Some examples: Last year, Harvard revoked admission to an applicant because of racist language he used in digital communication when he was 16. Earlier this decade, Kyler Murray, now a star for the Arizona Cardinals, came under fire as a college player for tweets he made as a 14- or 15-year-old that included a homophobic slur.
In 2018, a NASA intern lost her post for an obscenity-laced tweet. Gilbert Gottfried lost his job as an Aflac spokesman for insensitive comments about the tsunami in Japan in 2011. People being fired for poor social media and other bad internet behaviour is so common it’s now a genre of story. Here are 10 people who lost their jobs. Here are 13 more.
Live life in the cloud, but keep your feet on Earth
You shop online, bank online, stream TV shows and movies, and store your work on web apps like Google Docs and Microsoft Office 360. From music and documents, yearly taxes, online photo backups and QuickBooks accounting, we’re increasingly creating and storing our lives in the cloud.
Few of us own the music we listen to; we subscribe, through services like Apple Music and Spotify. The same also goes for collections of movies and monthly payments to host your online photo albums. Netflix, Amazon Prime Video and Disney Plus are some of the dozens of on-demand, internet-based streaming services we use to stay entertained.
Recipes, e-books, real-time gaming and communication have moved increasingly to the cloud, too.
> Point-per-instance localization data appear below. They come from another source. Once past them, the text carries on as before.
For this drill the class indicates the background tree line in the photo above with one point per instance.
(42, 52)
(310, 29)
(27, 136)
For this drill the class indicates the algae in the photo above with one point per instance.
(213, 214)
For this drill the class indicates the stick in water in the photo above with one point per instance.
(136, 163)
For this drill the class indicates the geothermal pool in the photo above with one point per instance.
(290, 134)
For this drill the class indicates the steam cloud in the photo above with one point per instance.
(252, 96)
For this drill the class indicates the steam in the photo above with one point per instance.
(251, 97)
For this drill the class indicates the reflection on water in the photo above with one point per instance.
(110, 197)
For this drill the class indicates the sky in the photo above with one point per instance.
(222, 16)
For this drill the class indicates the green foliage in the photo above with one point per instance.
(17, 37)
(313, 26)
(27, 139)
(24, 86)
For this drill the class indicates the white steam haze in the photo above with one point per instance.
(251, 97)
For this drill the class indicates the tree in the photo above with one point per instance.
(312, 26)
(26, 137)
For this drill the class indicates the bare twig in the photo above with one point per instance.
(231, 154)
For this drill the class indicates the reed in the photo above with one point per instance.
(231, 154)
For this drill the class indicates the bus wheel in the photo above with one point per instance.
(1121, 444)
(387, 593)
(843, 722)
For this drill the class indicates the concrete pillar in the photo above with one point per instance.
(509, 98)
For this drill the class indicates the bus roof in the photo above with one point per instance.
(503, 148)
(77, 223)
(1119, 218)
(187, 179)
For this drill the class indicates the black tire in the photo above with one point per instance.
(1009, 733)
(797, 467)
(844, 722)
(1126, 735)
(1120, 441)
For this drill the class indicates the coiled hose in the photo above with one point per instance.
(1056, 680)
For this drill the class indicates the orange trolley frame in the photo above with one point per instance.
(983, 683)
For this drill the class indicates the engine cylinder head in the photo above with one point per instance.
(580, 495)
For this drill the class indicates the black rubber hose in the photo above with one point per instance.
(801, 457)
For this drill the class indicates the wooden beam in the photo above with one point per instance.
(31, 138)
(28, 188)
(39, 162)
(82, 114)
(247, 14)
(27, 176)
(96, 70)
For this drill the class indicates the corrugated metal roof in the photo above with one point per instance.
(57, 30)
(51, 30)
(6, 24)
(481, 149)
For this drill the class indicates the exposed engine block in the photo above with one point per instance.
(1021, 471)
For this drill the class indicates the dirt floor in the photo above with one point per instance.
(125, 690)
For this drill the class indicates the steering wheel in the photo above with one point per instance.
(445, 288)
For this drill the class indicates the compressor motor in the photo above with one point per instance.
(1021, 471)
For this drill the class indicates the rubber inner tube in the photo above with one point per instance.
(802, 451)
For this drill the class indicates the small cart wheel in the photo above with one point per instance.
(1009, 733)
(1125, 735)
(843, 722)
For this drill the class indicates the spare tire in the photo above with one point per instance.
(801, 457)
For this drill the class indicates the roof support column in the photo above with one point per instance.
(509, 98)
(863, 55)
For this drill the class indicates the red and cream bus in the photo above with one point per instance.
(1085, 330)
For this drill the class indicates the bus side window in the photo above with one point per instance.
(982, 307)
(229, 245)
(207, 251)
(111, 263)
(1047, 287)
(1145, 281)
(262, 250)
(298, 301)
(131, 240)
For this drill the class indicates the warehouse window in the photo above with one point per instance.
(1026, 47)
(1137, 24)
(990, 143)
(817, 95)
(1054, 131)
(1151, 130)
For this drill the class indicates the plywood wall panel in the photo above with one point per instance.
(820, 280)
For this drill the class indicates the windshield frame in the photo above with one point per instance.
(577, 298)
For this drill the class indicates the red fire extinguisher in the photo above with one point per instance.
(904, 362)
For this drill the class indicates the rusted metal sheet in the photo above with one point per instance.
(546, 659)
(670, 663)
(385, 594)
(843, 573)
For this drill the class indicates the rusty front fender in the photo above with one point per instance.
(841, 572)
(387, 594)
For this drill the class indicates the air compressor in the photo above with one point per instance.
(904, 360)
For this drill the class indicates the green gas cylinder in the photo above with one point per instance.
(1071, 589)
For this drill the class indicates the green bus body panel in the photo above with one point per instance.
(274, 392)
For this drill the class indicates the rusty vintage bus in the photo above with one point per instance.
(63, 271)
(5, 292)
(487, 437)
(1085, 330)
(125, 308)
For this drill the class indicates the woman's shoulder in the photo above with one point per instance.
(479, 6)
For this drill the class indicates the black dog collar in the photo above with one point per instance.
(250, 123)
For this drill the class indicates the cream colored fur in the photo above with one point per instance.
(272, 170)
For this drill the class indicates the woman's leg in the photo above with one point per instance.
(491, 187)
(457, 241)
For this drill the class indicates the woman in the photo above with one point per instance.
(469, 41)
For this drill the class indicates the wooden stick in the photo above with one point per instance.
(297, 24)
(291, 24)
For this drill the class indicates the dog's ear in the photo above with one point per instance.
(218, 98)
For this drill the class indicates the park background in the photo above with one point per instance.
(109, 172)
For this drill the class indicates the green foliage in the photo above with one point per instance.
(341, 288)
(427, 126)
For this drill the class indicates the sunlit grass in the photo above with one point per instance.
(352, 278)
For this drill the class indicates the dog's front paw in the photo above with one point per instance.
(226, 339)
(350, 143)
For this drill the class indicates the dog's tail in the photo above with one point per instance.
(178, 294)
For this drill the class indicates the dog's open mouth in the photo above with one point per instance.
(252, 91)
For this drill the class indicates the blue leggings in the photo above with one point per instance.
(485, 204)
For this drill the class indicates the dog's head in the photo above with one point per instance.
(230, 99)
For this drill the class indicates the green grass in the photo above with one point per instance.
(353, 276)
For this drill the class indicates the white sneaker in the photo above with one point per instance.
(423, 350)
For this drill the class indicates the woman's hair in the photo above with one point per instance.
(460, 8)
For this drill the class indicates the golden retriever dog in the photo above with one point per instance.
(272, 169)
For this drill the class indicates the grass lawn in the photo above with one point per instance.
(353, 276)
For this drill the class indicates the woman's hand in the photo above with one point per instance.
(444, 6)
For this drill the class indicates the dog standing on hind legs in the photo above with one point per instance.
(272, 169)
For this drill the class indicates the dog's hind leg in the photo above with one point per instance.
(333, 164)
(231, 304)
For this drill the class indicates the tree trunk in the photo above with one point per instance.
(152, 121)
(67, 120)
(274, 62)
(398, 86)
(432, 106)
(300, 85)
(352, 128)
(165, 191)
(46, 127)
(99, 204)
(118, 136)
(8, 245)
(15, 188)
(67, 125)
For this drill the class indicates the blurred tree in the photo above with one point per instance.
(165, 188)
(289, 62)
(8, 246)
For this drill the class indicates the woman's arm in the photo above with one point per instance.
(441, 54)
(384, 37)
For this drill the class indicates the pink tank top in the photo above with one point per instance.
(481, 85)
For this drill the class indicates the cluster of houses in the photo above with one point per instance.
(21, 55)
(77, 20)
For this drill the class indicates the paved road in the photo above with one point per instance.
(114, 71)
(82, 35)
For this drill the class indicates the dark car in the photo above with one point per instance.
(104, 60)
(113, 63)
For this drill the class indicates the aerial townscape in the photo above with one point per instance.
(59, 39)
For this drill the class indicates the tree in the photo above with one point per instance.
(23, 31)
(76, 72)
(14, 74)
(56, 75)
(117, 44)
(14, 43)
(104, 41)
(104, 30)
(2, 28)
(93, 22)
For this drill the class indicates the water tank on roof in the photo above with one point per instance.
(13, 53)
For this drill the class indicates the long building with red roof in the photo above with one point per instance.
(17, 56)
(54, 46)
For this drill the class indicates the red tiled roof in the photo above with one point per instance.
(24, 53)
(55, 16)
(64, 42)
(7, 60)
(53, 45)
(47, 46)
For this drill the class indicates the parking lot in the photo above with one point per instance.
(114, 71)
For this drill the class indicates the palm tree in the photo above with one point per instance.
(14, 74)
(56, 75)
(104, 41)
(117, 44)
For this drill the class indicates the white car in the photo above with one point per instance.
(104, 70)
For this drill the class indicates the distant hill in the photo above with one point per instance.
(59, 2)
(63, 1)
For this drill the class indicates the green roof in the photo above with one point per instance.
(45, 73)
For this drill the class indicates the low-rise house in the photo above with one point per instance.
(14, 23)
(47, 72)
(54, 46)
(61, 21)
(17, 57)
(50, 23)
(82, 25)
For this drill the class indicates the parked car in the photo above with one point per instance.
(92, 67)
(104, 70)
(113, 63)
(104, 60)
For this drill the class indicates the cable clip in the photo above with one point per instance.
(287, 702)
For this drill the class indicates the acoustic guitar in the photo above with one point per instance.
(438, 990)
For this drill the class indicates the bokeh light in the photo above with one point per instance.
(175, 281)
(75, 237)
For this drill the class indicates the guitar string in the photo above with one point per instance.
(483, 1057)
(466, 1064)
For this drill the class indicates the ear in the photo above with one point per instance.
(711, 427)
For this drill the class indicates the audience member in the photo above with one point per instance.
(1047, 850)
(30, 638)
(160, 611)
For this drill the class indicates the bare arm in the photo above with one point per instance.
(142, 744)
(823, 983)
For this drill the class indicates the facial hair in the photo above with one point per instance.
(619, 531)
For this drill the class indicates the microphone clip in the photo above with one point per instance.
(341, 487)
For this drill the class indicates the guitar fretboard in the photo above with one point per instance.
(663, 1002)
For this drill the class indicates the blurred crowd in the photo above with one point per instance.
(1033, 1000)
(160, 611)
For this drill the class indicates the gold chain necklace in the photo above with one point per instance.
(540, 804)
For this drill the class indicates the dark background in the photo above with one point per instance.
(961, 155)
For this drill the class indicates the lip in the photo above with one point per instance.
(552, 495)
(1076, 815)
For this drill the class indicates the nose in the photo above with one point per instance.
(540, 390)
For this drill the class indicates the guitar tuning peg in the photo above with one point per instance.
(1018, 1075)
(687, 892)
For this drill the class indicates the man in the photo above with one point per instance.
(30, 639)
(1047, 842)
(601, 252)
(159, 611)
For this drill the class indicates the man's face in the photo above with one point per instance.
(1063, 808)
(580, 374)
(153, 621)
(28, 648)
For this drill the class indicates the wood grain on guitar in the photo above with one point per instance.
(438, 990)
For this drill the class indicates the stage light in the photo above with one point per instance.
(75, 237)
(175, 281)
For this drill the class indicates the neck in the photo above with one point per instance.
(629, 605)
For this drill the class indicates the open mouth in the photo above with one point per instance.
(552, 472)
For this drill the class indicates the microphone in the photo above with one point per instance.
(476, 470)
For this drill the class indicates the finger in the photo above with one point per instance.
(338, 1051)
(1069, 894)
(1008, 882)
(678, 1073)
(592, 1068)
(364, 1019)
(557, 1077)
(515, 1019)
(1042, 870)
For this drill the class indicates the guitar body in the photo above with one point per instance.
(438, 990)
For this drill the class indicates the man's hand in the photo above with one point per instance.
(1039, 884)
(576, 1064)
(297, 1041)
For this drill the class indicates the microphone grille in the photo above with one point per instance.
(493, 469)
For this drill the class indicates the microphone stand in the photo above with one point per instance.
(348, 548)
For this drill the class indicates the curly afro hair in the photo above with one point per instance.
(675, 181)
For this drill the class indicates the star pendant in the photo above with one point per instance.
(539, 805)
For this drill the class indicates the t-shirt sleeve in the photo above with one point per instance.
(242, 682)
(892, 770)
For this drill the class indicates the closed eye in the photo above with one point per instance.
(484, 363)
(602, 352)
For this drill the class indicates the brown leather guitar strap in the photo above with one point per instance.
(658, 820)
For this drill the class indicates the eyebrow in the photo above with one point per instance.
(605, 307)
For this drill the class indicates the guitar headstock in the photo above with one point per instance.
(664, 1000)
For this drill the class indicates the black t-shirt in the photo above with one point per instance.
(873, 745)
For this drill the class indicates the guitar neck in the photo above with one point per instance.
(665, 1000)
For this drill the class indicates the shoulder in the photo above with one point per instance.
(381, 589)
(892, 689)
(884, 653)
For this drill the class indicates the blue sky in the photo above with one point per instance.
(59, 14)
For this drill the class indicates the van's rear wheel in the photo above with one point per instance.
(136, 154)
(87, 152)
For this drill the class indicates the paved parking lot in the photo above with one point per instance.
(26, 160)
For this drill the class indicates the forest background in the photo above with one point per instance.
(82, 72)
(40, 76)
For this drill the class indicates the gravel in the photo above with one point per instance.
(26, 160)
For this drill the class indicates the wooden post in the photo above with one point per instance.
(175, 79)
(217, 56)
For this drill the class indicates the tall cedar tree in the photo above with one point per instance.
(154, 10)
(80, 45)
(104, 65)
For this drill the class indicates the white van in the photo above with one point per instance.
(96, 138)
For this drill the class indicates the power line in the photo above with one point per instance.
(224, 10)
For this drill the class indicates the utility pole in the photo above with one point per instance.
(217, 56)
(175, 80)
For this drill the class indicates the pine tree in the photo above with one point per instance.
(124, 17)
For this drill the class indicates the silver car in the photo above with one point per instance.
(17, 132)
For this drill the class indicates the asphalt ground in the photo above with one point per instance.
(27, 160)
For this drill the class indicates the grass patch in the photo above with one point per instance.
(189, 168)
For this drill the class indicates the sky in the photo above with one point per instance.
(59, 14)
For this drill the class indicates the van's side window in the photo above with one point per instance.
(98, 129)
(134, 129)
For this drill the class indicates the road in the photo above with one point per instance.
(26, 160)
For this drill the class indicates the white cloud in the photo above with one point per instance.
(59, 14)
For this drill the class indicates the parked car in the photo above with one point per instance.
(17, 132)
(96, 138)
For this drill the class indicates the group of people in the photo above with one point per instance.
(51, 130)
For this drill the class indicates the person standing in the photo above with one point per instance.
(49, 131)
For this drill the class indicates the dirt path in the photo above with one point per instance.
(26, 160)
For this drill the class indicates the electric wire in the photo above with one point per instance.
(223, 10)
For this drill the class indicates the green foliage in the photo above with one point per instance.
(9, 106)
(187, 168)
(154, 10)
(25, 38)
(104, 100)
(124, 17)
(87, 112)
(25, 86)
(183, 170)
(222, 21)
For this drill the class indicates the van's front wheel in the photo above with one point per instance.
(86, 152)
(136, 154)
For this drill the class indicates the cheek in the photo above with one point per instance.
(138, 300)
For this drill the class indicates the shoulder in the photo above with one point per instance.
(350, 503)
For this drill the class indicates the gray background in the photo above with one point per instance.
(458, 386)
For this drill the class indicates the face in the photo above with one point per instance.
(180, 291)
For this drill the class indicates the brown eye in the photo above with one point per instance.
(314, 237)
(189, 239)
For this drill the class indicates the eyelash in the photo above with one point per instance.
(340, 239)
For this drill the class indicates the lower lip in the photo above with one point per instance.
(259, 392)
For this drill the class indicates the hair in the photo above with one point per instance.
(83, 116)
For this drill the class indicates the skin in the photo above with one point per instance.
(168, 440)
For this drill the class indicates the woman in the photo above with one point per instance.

The internet represents how we organise what goes in on our world, and it’s easy to get sucked in. Engaging in the physical world around you, even observing for a quiet moment rather than rushing to your phone to be entertained, is an important way to stay grounded in reality.
As we grow even more depending on our phones in the next decade, remember to lift your face from the screen, step away from your devices and spend time making connections that matter right where you are. Technology may become an even greater part of society’s fabric in the decade ahead, but it’s crucial to remember why it’s there — to ease our lives, not to control them.